Check out the research paper: LIMA: Less Is More for Alignment
Meta’s AI chief Yann LeCun said that this is on par with GPT-4 and Bard in terms of performance.
The researchers said that LIMA has shown strong capabilities in learning specific response formats with minimal training examples. They said that it can effectively handle complex queries, ranging from planning travel itineraries to speculating about alternate history.
Interestingly, one of the notable aspects of this new language model’s performance is its ability to generalise well to unseen tasks that were not part of its training data. In other words, LIMA can apply its learned knowledge to new and unfamiliar tasks, demonstrating a level of flexibility and adaptability, shared by the researchers.

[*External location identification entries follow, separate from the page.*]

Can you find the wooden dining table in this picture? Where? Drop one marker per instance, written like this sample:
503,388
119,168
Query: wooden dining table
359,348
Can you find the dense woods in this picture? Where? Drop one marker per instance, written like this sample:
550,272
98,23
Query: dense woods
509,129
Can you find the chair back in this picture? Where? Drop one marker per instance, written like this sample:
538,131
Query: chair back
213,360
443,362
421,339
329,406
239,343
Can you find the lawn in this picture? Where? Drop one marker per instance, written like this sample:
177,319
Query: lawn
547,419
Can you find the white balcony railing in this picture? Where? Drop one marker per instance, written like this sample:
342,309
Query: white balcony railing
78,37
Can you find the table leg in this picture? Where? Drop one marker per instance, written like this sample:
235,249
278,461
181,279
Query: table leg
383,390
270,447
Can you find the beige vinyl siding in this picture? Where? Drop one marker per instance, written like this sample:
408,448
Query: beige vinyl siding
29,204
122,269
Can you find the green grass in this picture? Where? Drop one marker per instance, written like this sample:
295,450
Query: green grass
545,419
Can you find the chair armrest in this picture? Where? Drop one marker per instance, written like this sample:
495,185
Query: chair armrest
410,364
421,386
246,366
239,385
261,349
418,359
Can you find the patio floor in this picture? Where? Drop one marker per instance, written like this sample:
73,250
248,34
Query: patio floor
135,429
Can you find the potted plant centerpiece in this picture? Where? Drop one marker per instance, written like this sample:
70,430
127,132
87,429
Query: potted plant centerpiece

In comparison to human-controlled responses, specifically GPT-4, Bard, and DaVinci-003 (trained with human feedback), the responses generated by LIMA were quite impressive. For instance, in 43% of cases, responses from LIMA were either equivalent to or preferred over GPT-4. In the case of Bard, LIMA was preferred in 58% of cases. In the case of DaVinci-003, the preference rose to almost 65%.
It is interesting to note that with only limited instruction tuning data, models like LIMA can generate high-quality output.
A few weeks back, Meta also released MEGABYTE, a scalable architecture for modelling long sequences. This new technique has outperformed existing byte-level models across a range of tasks and modalities, allowing large models of sequences of over 1 million tokens.